Firstly, I use a complex VideoEncoder (including GNN, self-attention, …) to get an video features with shape (batch_size, num_key_frames, hidden_dim). Then an multi-head attention module (q is video features, both k and v are the question tokens with shape (batch_size, num_tokens, hidden_dim)) is applied to update video features.

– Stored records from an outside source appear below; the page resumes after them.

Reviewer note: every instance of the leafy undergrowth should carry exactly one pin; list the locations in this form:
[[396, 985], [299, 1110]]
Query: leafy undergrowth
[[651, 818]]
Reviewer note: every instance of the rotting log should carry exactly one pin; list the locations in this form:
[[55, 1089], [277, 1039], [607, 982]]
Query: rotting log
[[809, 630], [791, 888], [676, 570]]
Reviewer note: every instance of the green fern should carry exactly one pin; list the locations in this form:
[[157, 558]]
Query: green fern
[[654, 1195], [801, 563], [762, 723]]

Finally use an MLP to get the weight of each key frames, and use the weighted sum with shape (batch_size, hidden_dim) to get the logits.
My codes are like:
# (batch_size, num_key_frames, hidden_dim)
video_features = ...
# (batch_size, num_tokens, hidden_dim)
question_tokens = ...
# (batch_size, hidden_dim)
candidate_answers = ...
# (batch_size, num_key_frames, hidden_dim)

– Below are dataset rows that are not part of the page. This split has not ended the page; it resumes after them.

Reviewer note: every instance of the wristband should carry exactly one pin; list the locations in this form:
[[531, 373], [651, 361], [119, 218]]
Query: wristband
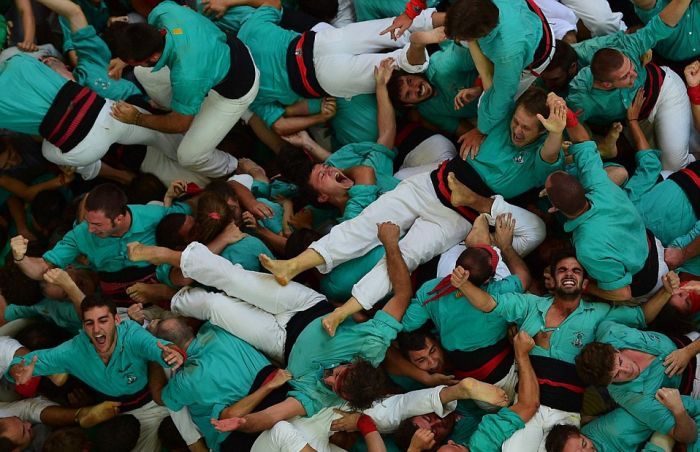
[[366, 425], [694, 94], [571, 118], [414, 8]]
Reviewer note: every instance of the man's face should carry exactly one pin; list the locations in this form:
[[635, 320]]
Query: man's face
[[524, 127], [624, 369], [328, 182], [414, 89], [441, 427], [579, 443], [569, 281], [625, 76], [100, 225], [101, 327], [333, 378], [430, 358], [17, 431]]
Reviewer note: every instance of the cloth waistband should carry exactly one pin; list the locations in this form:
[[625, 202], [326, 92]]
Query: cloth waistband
[[71, 116]]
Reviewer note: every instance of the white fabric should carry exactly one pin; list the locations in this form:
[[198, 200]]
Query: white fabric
[[532, 437], [345, 58], [255, 308], [430, 229], [106, 131]]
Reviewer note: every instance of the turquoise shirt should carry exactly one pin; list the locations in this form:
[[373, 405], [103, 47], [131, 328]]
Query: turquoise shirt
[[638, 396], [450, 313], [219, 371], [35, 86], [62, 313], [451, 69], [314, 351], [603, 234], [93, 61], [684, 41], [124, 375], [233, 20], [108, 254], [511, 48], [510, 170], [268, 44], [605, 106], [195, 51], [494, 430], [97, 16], [576, 331]]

# Codes reshape them to satisfices `batch_first=False` is hidden for brief.
video_features = self.attention(video_features, question_tokens, question_tokens)
# mlp is like:
# nn.Sequential(
# params.init_linear(nn.Linear(feature_dim, feature_dim // 2)),
# nn.Tanh(),
# params.init_linear(nn.Linear(feature_dim // 2, 1)),
# nn.Softmax(dim=-2)
# )
# (batch_size, hidden_dim)
video_features = torch.sum(video_features * self.mlp(video_features), dim=1)
# or use linear
logits = torch.cosine_similarity(video_features, candidate_answers, dim=1)
The model will overfit in the train set, its accuracy will be more than 98%, but in the test set, it’s about 45%. I found that if the video encoder is removed and set the video_features to all zeros (like: video_features = torch.zeros(batch_size, num_key_frames, hidden_dim, device=device)
), only use the attention and weighted sum modules, the model also can reach the accuracy of 45% in the test set, but the accuracy in train set is about 50%, so the overfitting is suppressed, but the accuracy in the test set is not increased.
How to troubleshoot potential bugs in the VideoEncoder?